Panel lays out roadmap to rebuild acquisition workforce

The acquisition workforce is desperately in need of an infusion of resources, greater individual empowerment and new leadership, a half-dozen experts in government procurement agreed on Tuesday during a meeting of a bipartisan congressional panel.

The first public event of the Smart Contracting Caucus brought together leaders in federal contracting from agencies, academia, private industry and the oversight community.

While the panelists' backgrounds varied significantly, they voiced a common theme: The acquisition workforce has been cut down to size, both literally and figuratively, over the past two decades and the trend needs to be reversed immediately.

"This is a crisis," said Scott Amey, general counsel of the Project on Government Oversight, a Washington watchdog group. "The acquisition workforce has been ignored for so many years."

The panel suggested that the reinventing government reforms of the Clinton administration in the 1990s, while well-intentioned, had left the procurement system undernourished with talent and overfed with burdensome regulations.

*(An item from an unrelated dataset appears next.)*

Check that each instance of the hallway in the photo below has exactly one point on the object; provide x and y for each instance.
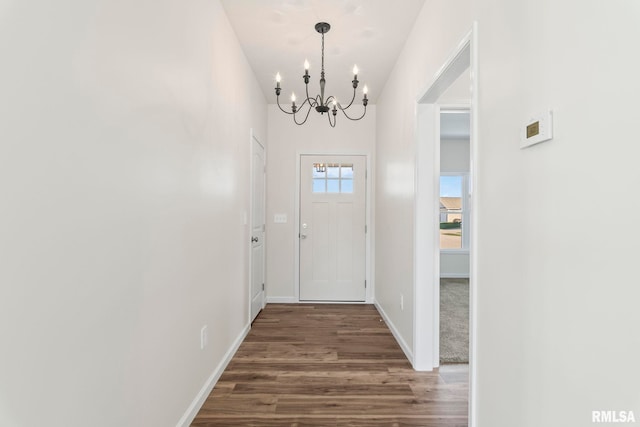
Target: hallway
(331, 365)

The result, said Alan Chvotkin, executive vice president of the Professional Services Council, an Arlington, Va. trade association that represents contractors, is that a profession that manages more than $500 billion per year in contracts is not treated as a core competency of government.

"We need to get back to a core of well-trained and well-paid [acquisition workers]," Chvotkin said. "And we need to trust their judgment."

The experts suggested that the tone set by the Obama administration thus far has been positive, but rhetoric alone would not solve the problem.

They suggested that government drastically increase the size of its contracting workforce, provide acquisition officials with greater training and pay them salaries more commensurate with the private sector.

"Some reforms are just pocketbook reforms," said Rep. Darrell Issa, R-Calif., ranking member of the House Oversight and Government Reform Committee and a member of the caucus.

But Steven Schooner, co-director of the government procurement law program at The George Washington University Law School, cautioned that the procurement system is not fundamentally broken and does not need yet another overhaul.

Rather, he suggested the solution will be found in hiring not only more people but in allowing them to make decisions without fear of reprisal by Congress, the administration or the media.

"Our acquisition workforce does not get respect and in fact they fear for their careers," Schooner said.

The panelists said the tone in Washington has become unfairly negative toward the entire government contracting community -- both federal officials and private industry. That hostility, they said, has deterred many young people from joining the profession.

"We have become so focused on absolute compliance that we don't focus on results," said Steve Kempf, assistant commissioner of acquisition management at the General Services Administration's Federal Acquisition Service.